The standoffishness of the locals puts a good deal of pressure on the tour guide, who is required to represent the entire country. My tour had two guides: One for the Chinese majority, and one for me and my three English-speaking companions: a British art dealer, a German writer and a young British English as a Second Language teacher. Our guide, whom we affectionately called “Dear Leader”, wasn’t the stony henchman I had feared would check my camera hourly; she was a young, bubbly woman with an irrepressible giggle. She laughed endlessly when I told her a joke about Beethoven’s favourite fruit (“Ba-na-na-na,” to the tune of the Fifth Symphony). She reciprocated with an utterly mystifying joke about a student misidentifying a bird (I couldn’t locate the punch line; she was doubled over as she told it).
Phrases such as “American imperialists” and “The Great Leader Generalissimo Kim Il-sung” sounded uncanny from my guide’s lips, and yet she spouted them completely earnestly. Whenever she spoke about politics, she might well have been quoting from the Pyongyang Times (actual headlines include, “Heinous criminals can never escape merciless punishment”). Of course, our dear young leader’s loyalty is only natural, because she isn’t just representing the regime – she’s doing pretty well in it.
She’s educated, the second child of a doctor with a government position. She belongs to the small minority with cell phones. She earns 400 Chinese yuan (40 pounds) per month, far more than most of her compatriots. She told me her future husband would have to be a member of the Communist Party.
She actually cried on the bus when discussing the recent death of Kim Jung-il. She said she stood for hours under his statue and that she would have stayed indefinitely had she not been herded on to make way for other mourners. When I asked her what happens to people who don’t love the leader, she said such a situation simply doesn’t occur (Amnesty International estimates that 200,000 North Koreans are detained in gulags). She also said there were no homosexuals in the country, and she seemed to believe it.
The Koreans who might be able to offer a different perspective were always tantalizingly visible through bus and train windows as we traversed the country from the northern Chinese border to the Demilitarized Zone in the south. I had to content myself with photographing them from afar. Taking pictures from train windows was forbidden, but with a little bit of stealth, I managed two hundred photos of the dry, barely mechanized countryside.

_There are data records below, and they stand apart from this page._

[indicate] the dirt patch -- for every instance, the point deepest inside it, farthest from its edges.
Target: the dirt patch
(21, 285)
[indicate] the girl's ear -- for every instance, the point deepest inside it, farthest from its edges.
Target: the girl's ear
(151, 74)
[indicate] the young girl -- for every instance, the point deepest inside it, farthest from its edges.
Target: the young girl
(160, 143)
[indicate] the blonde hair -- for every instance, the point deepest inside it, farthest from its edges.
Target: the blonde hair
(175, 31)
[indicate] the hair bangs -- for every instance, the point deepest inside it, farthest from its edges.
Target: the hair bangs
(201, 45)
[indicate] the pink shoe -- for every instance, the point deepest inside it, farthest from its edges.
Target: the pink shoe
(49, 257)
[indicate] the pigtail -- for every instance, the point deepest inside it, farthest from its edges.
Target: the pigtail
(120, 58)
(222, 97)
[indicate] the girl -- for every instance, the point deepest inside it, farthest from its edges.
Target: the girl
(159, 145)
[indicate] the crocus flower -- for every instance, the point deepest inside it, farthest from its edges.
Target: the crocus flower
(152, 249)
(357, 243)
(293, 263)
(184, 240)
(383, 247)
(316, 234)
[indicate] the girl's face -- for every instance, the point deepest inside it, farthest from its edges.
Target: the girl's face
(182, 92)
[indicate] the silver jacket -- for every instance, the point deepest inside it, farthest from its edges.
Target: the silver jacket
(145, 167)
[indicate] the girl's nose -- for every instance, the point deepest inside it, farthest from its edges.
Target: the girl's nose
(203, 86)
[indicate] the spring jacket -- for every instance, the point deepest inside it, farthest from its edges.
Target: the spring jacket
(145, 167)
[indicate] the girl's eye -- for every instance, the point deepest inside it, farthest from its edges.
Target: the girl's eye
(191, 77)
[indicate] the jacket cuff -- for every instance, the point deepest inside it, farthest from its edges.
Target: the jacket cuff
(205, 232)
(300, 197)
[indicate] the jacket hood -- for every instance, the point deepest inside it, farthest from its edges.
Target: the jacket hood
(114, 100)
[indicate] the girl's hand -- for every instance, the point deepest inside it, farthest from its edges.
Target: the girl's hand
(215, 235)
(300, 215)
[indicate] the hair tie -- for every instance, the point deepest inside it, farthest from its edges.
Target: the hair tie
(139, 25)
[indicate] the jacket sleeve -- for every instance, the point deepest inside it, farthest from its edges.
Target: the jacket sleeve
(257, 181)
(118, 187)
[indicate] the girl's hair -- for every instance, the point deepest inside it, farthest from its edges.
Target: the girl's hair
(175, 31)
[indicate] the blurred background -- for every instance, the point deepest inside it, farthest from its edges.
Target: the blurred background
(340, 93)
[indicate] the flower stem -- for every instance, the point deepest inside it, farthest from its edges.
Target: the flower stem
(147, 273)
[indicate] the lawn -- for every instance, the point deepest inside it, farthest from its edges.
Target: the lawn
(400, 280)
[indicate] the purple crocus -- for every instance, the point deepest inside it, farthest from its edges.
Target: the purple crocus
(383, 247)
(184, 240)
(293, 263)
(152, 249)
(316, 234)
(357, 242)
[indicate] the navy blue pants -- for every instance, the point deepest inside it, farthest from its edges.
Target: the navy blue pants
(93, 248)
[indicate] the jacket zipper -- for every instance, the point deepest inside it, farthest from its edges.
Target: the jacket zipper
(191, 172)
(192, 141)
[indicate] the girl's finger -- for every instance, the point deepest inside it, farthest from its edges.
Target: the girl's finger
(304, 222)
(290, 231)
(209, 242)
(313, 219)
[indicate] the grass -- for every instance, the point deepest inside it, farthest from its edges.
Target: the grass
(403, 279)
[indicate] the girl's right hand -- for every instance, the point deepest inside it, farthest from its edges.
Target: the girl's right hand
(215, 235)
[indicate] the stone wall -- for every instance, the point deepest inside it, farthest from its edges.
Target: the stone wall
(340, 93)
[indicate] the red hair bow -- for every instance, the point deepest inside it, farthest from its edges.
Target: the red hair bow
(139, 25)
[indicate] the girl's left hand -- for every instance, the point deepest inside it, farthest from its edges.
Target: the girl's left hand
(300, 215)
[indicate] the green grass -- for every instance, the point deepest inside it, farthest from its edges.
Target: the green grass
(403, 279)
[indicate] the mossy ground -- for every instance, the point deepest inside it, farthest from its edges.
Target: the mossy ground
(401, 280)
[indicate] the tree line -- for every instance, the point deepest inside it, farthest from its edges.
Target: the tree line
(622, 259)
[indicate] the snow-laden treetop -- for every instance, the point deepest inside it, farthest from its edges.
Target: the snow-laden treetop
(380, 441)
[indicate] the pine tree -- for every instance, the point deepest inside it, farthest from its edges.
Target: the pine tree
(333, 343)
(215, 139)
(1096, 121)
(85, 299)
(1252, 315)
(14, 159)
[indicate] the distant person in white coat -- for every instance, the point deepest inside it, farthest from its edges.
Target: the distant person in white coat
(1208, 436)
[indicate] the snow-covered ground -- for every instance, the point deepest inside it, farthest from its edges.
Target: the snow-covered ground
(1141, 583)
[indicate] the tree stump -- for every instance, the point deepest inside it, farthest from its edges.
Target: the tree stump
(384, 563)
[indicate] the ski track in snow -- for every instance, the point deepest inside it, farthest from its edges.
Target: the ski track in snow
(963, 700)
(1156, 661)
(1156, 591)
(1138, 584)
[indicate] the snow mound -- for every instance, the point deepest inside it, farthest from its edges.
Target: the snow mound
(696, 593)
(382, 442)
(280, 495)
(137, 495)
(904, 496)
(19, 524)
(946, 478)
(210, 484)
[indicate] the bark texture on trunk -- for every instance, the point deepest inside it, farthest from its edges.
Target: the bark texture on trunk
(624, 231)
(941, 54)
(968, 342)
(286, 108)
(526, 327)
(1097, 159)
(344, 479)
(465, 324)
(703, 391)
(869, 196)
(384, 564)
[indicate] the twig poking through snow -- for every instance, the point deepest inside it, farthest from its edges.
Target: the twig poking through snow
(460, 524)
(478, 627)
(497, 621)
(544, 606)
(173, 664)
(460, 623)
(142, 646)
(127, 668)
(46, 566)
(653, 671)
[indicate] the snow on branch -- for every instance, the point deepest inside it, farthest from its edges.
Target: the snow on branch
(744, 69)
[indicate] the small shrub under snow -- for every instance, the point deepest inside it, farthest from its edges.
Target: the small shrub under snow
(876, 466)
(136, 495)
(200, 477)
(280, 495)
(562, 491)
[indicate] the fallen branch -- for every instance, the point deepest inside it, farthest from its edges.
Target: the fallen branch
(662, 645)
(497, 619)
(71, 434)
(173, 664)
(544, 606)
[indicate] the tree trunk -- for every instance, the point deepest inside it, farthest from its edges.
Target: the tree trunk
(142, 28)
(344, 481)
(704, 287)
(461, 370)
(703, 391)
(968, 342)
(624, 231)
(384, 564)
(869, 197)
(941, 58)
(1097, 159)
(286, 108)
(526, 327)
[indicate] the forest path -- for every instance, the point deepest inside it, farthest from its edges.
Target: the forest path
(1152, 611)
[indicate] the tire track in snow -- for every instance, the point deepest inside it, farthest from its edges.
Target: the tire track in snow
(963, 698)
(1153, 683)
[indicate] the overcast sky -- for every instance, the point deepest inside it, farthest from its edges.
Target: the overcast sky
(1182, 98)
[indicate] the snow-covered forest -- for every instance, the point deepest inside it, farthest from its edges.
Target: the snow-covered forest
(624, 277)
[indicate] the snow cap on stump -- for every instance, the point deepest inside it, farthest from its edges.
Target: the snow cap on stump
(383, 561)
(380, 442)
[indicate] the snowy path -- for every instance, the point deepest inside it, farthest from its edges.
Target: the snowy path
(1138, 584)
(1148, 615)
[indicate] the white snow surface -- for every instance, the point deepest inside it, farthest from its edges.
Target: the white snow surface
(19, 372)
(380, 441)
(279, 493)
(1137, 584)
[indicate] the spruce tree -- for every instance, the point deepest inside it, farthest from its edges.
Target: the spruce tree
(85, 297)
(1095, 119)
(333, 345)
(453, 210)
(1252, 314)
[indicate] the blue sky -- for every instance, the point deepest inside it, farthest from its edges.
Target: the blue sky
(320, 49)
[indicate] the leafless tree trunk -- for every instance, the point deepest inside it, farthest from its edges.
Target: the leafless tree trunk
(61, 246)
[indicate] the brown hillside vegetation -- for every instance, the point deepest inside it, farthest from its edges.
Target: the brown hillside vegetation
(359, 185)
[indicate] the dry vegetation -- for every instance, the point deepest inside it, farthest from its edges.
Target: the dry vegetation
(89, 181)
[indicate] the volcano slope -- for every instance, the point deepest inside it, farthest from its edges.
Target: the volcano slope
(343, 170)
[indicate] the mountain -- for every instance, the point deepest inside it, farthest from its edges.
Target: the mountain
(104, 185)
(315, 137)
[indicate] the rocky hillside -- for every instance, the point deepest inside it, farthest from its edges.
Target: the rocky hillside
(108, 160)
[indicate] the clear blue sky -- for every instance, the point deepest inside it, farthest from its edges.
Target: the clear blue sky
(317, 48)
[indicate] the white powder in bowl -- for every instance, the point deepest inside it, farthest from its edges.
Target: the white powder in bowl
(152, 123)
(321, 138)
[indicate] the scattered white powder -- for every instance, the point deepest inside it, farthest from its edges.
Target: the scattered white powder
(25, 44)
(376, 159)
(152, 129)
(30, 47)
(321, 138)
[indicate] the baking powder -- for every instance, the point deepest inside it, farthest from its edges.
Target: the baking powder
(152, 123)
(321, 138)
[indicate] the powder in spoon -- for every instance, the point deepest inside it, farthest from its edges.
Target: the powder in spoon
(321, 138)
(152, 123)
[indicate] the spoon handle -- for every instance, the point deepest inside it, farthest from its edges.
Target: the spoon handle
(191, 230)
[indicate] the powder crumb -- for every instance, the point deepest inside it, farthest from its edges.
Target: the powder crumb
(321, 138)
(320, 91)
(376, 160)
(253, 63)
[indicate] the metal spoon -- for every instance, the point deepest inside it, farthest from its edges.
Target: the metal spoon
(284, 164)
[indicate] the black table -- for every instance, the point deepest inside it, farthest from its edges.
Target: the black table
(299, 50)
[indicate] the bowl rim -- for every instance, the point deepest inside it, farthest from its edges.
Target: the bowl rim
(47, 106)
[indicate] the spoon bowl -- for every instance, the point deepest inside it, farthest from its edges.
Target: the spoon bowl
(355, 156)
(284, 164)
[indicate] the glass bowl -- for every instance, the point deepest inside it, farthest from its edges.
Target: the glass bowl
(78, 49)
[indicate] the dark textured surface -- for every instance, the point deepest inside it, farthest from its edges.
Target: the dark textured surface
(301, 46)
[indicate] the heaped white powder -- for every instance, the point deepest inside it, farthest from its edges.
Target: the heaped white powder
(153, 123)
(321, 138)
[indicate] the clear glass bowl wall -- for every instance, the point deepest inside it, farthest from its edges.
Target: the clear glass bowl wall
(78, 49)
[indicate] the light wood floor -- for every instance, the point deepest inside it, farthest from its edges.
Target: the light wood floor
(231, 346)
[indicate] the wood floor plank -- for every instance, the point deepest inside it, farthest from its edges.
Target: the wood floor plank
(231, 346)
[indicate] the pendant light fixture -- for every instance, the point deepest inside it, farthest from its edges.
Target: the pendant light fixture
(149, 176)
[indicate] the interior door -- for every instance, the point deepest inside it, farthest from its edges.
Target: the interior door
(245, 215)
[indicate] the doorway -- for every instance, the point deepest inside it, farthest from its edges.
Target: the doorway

When my five days were up, I crossed back into China effortlessly. The same good-natured customs officer was on duty, and the man who checked my photographs was as lax as his comrades. No one noticed the extra memory card in my wallet, which contained the majority of my sneaky shots of soldiers. I doubt they would have raised any eyebrows.
Among my photos of North Korea, I find several which depict real people, each clothed in monochrome outfits symbolizing the regime. With all the government’s sword-rattling and xenophobic rhetoric, it’s dangerously easy to forget that there are people – very unfortunate people – under the fatigues.